If you define ExponeaAuthProvider but is not working, please check for logs.

1. If you enable Customer Token authorization by configuration flag advancedAuthEnabled and implementation has not been found, you'll see log Advanced authorization flag has been enabled without provider
2. Registered class has to extend NSObject otherwise you'll see log Class ExponeaAuthProvider does not conform to NSObject This should be already provided by XamarinAuthorizationProvider itself, but we note this log for any case.
3. Registered class has to conform to XamarinAuthorizationProvider otherwise you'll see log Class ExponeaAuthProvider does not conform to AuthorizationProviderType Log seems misleading but that is caused by differences between Swift and #C languages. Class XamarinAuthorizationProvider already implements this protocol, so if you see this logs, your class is not extending a class XamarinAuthorizationProvider for some reason.

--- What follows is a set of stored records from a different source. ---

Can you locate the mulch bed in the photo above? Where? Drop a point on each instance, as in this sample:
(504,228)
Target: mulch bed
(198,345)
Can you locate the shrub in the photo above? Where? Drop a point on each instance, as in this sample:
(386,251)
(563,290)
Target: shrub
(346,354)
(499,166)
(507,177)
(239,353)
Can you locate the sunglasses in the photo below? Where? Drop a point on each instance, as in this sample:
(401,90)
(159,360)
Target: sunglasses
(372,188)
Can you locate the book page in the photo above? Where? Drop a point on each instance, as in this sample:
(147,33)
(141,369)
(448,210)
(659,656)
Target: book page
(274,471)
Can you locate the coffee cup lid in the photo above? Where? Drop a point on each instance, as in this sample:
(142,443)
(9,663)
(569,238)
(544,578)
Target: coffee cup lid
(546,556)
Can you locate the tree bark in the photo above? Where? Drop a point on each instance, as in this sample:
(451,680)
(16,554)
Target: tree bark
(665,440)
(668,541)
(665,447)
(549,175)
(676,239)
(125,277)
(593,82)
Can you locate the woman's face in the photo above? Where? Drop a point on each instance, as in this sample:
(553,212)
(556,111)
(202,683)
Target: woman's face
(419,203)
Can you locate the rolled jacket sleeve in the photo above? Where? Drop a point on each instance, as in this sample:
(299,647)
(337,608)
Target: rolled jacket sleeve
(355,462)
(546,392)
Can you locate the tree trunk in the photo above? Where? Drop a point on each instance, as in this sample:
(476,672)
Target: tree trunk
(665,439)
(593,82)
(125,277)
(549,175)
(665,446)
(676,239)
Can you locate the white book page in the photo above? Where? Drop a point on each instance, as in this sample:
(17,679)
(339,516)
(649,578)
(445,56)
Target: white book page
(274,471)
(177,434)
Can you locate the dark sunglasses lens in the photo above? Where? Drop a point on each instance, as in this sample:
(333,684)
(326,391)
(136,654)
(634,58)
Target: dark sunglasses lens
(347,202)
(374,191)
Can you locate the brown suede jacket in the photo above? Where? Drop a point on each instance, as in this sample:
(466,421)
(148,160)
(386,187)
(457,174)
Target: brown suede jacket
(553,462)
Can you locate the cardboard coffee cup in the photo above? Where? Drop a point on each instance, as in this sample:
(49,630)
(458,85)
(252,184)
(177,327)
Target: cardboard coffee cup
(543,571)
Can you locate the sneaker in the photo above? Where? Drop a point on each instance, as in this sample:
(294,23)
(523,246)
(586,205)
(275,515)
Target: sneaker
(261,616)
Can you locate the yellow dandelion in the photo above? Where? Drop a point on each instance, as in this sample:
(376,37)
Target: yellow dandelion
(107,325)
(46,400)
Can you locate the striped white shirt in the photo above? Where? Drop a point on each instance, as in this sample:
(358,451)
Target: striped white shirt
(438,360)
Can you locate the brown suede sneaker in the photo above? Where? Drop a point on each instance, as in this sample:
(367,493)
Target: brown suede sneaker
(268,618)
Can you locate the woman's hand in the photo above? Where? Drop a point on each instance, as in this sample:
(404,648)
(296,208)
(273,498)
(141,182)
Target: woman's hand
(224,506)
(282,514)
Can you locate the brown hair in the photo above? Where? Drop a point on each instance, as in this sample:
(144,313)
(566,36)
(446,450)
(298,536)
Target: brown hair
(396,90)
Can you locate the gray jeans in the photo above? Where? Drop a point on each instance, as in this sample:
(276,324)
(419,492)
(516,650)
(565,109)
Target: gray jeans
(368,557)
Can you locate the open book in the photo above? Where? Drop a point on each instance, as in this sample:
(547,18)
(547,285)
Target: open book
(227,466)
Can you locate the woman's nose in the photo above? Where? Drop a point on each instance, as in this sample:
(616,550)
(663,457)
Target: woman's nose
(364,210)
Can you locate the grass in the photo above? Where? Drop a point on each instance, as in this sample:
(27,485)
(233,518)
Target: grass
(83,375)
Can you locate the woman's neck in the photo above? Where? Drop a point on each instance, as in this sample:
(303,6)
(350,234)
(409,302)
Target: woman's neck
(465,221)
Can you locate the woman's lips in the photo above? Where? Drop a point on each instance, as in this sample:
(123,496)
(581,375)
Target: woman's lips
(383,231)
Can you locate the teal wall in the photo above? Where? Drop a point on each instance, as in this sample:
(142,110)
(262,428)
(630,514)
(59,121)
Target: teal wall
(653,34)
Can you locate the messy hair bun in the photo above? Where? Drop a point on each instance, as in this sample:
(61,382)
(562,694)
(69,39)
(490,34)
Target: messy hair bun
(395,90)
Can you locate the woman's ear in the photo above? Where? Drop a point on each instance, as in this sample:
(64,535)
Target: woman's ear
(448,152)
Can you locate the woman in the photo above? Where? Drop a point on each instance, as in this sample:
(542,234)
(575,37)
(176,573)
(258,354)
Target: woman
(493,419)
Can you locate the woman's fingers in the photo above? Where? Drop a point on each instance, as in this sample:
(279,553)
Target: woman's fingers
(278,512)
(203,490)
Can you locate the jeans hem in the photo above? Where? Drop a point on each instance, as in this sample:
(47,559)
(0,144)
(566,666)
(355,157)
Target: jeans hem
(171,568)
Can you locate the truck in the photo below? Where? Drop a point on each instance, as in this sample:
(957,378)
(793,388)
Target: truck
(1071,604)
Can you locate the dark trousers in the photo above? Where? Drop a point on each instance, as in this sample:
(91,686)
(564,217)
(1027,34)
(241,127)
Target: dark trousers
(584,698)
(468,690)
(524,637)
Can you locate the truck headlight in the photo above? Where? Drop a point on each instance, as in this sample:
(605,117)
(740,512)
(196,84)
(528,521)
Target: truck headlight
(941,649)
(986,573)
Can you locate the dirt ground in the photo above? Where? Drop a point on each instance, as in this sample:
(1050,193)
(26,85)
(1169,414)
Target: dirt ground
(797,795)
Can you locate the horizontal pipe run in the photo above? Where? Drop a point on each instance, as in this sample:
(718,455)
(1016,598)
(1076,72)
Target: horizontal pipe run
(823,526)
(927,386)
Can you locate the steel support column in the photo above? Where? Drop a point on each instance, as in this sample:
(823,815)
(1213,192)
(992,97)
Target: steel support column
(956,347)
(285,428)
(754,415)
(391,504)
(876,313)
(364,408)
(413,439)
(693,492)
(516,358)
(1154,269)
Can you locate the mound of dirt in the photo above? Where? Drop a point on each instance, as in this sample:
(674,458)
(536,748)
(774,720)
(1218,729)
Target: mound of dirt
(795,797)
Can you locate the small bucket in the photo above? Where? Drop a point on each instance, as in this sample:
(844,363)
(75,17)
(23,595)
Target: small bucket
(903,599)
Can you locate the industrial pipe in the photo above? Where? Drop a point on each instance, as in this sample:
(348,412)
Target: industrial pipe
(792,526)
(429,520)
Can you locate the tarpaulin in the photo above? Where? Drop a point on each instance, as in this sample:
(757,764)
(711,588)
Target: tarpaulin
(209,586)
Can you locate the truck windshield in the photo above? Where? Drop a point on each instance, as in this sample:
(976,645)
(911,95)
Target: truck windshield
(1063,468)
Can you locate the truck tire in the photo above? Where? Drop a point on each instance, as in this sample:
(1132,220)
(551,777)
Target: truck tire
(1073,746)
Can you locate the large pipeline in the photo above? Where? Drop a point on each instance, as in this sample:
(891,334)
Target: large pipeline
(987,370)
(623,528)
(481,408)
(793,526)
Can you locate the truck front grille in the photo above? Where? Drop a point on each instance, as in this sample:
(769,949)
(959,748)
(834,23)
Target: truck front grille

Asynchronous implementation of AuthorizationProvider

Token value is requested for every HTTP call in runtime. Value from AuthorizationToken is requested in background thread. Therefore, you are able to block any asynchronous token retrieval (i.e. other HTTP call) and waits for result by blocking this thread. In case of error result of your token retrieval you may return NULL value but request will automatically fail.

Customer Token retrieval policy

Token value is requested for every HTTP call (listed previously in this doc) that requires it. As it is common thing that JWT tokens have own expiration lifetime so may be used multiple times. Thus information cannot be read from JWT token value directly so SDK is not storing token in any cache. As developer you may implement any type of token cache behavior you want.

Please consider to store your cached token in more secured way. Android and iOS offers you multiple options such as using KeyStore or use Encrypted Shared Preferences

⚠️ Customer Token is valid until its expiration and is assigned to current customer IDs. Bear in mind that if customer IDs have changed (during identifyCustomer or anonymize method) your Customer token is invalid for future HTTP requests invoked for new customer IDs.